In the example of cryptographic features of computer hardware devices, one requirement for developing exportable and non-exportable products that contain cryptographic capabilities is that the exportable product must not have certain capabilities that the non-exportable product does. For example, non-exportable products may implement Data Encryption Standard (DES) encryption using key lengths of 40, 56, 112, or 168 bits. However, exportable products may only implement key lengths of 40 bits for encryption. Given this restriction, a manufacturer might want to produce a product that can be configured to operate in either an exportable or a non-exportable mode. Furthermore, once the product is exported, it should not be possible to enable the non-exportable capabilities of the exported product. In this example, the product once exported should not be able to be configured to use key lengths of 56, 112, or 168 bits.
In many instances, to control the cost of design and manufacturing efforts for such products, the manufacturer should be able to delay configuration of the product to exportable mode or other reduced capability until the very latest stages of the manufacturing process. Therefore, it should be possible to change the product to an exportable mode or other reduced capability at minimum cost as late as possible, but while still making it extremely difficult or impossible for another party to enable the disabled capabilities at a later point in time.

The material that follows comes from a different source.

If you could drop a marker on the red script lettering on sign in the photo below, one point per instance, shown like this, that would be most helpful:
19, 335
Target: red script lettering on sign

Presently, several methods are used to handle this configuration problem. A basic approach is to provide two separate designs of the product, one for export or reduced capability, and one for domestic use or full capability. However, this means that an a priori knowledge of product demand for each design is required in order to control the product inventory by the manufacturer. Also, if the product fits into a larger system, original equipment manufacturers (OEMs) that use the product must also know the demand for their systems in the U.S. and abroad. Additionally, the manufacturer has the overhead and configuration management issues of supporting two different versions of the product. Clearly, this approach has disadvantages. In addition, due to the global manufacturing process, often the non-exportable products are exported, and then brought back into the country of origin. In this case, managing multiple inventories across countries becomes even more complicated.
In another approach, the manufacturer can delay the decision on configuring the product by incorporating an electronic fuse in the product. An electronic fuse may be, for example, a wire in the product that can be broken by applying a high voltage or high current. Internally, the product may check the status of current flow through the wire to determine the valid operational capabilities of the product. Thus, with the use of specialized tools, the electronic fuse may be blown to create an exportable product. However, this approach still presents problems for an OEM who wants to include the product in a system design and still delay the decision on whether to export the system or sell the system domestically. With the increasing globalization of system manufacturing sites, this approach in many cases is unacceptable. Additionally, the electronic fuses are fairly expensive to implement in silicon.
In yet another approach, one or more pins of the hardware product may be selectively bonded such that when the pin is bonded, a logic value (e.g., a 0 or a 1) can be applied to enable the product to be used in a full capability mode. However, if the pin is not bonded, the predetermined value cannot be applied to it, and therefore, it can be operated in exportable or reduced capability mode only. Again, this approach requires action on the part of the manufacturer fairly early in the manufacturing process to ensure correct bonding attributes.
Therefore, there is a need for a configuration technique to overcome these and other disadvantages of the prior art.